Efficiently compute pairwise squared Euclidean distance in Matlab
Given two sets of d
-dimensional points. How can I most efficiently compute the pairwise squared euclidean distance matrix in Matlab?
Notation:
Set one is given by a (numA,d)
-matrix A
and set two is given by a (numB,d)
-matrix B
. The resulting distance matrix shall be of the format (numA,numB)
.
Example points:
d = 4; % dimension
numA = 100; % number of set 1 points
numB = 200; % number of set 2 points
A = rand(numA,d); % set 1 given as matrix A
B = rand(numB,d); % set 2 given as matrix B
The usually given answer here is based on bsxfun
(cf. e.g. [1]). My proposed approach is based on matrix multiplication and turns out to be much faster than any comparable algorithm I could find:
helpA = zeros(numA,3*d);
helpB = zeros(numB,3*d);
for idx = 1:d
helpA(:,3*idx-2:3*idx) = [ones(numA,1), -2*A(:,idx), A(:,idx).^2 ];
helpB(:,3*idx-2:3*idx) = [B(:,idx).^2 , B(:,idx), ones(numB,1)];
end
distMat = helpA * helpB';
Please note:
For constant d
one can replace the for
-loop by hardcoded implementations, e.g.
helpA(:,3*idx-2:3*idx) = [ones(numA,1), -2*A(:,1), A(:,1).^2, ... % d == 2
ones(numA,1), -2*A(:,2), A(:,2).^2 ]; % etc.
Evaluation:
%% create some points
d = 2; % dimension
numA = 20000;
numB = 20000;
A = rand(numA,d);
B = rand(numB,d);
%% pairwise distance matrix
% proposed method:
tic;
helpA = zeros(numA,3*d);
helpB = zeros(numB,3*d);
for idx = 1:d
helpA(:,3*idx-2:3*idx) = [ones(numA,1), -2*A(:,idx), A(:,idx).^2 ];
helpB(:,3*idx-2:3*idx) = [B(:,idx).^2 , B(:,idx), ones(numB,1)];
end
distMat = helpA * helpB';
toc;
% compare to pdist2:
tic;
pdist2(A,B).^2;
toc;
% compare to [1]:
tic;
bsxfun(@plus,dot(A,A,2),dot(B,B,2)')-2*(A*B');
toc;
% Another method: added 07/2014
% compare to ndgrid method (cf.

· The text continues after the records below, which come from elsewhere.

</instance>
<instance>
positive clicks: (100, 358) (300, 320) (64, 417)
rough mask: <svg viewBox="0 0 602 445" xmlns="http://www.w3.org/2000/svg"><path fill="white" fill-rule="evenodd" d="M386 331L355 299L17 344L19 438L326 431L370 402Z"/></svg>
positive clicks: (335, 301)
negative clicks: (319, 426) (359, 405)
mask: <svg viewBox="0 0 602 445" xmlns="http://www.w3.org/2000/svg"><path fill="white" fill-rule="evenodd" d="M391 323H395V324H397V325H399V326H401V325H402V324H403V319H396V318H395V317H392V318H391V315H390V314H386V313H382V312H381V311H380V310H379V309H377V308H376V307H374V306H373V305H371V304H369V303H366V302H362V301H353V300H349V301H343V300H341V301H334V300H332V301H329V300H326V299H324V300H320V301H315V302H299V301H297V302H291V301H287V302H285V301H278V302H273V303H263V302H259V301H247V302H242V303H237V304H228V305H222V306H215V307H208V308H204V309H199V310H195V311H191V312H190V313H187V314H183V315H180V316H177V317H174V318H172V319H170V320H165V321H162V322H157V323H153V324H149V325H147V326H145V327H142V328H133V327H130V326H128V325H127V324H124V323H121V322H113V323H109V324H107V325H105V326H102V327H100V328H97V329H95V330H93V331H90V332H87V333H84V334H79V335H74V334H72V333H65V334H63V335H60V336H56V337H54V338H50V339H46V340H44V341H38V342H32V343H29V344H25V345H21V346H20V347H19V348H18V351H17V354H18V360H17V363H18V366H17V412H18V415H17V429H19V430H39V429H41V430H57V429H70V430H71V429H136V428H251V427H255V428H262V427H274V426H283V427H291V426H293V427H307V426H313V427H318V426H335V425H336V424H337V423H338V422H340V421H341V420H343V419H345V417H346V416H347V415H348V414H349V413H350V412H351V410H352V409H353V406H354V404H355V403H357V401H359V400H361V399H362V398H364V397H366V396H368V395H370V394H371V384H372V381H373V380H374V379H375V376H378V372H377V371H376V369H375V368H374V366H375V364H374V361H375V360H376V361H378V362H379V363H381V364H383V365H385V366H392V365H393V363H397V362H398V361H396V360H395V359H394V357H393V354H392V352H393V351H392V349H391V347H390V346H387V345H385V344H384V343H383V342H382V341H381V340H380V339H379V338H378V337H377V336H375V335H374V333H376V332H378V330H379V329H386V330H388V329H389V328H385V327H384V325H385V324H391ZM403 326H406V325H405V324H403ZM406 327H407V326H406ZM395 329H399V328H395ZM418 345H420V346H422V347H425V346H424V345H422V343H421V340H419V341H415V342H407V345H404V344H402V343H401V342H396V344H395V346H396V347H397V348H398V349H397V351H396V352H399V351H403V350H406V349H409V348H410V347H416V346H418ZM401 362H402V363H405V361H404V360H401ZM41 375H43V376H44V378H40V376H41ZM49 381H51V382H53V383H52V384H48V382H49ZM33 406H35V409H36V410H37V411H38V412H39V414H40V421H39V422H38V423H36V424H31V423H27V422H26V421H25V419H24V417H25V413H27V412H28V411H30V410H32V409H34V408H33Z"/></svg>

Dan's comment)
tic;
[idxA,idxB] = ndgrid(1:numA,1:numB);
distMat = zeros(numA,numB);
distMat(:) = sum((A(idxA,:) - B(idxB,:)).^2,2);
toc;
Result:
Elapsed time is 1.796201 seconds.
Elapsed time is 5.653246 seconds.
Elapsed time is 3.551636 seconds.
Elapsed time is 22.461185 seconds.
For a more detailed evaluation w.r.t. dimension and number of data points follow the discussion below (@comments). It turns out that different algos should be preferred in different settings. In non time critical situations just use the pdist2
version.
Further development: One can think of replacing the squared euclidean by any other metric based on the same principle:
help = zeros(numA,numB,d);
for idx = 1:d
help(:,:,idx) = [ones(numA,1), A(:,idx) ] * ...

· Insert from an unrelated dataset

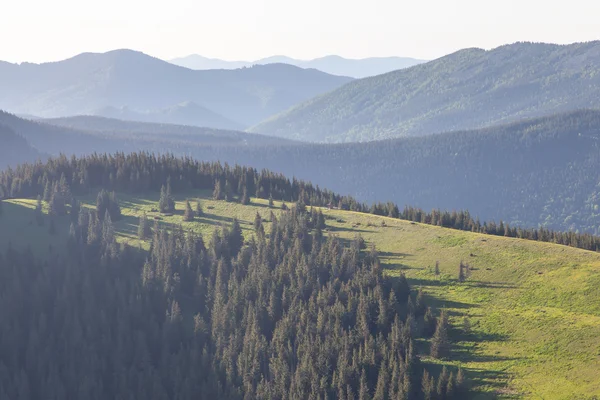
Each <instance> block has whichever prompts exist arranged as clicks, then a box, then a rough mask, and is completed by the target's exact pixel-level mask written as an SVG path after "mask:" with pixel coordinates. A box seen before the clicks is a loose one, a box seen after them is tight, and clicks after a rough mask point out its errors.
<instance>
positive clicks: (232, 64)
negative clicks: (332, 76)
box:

[B(:,idx)' ; -ones(1,numB)];
end
distMat = sum(ANYFUNCTION(help),3);
Nevertheless, this is quite time consuming. It could be useful to replace for smaller d
the 3-dimensional matrix help
by d
2-dimensional matrices. Especially for d = 1
it provides a method to compute the pairwise difference by a simple matrix multiplication:
pairDiffs = [ones(numA,1), A ] * [B'; -ones(1,numB)];
Do you have any further ideas?
For squared Euclidean distance one can also use the following formula
||a-b||^2 = ||a||^2 + ||b||^2 - 2<a,b>
Where <a,b>
is the dot product between a
and b
nA = sum( A.^2, 2 ); %// norm of A's elements
nB = sum( B.^2, 2 ); %// norm of B's elements
distMat = bsxfun( @plus, nA, nB' ) - 2 * A * B' ;
Recently, I've been told that as of R2016b this method for computing square Euclidean distance is faster than accepted method.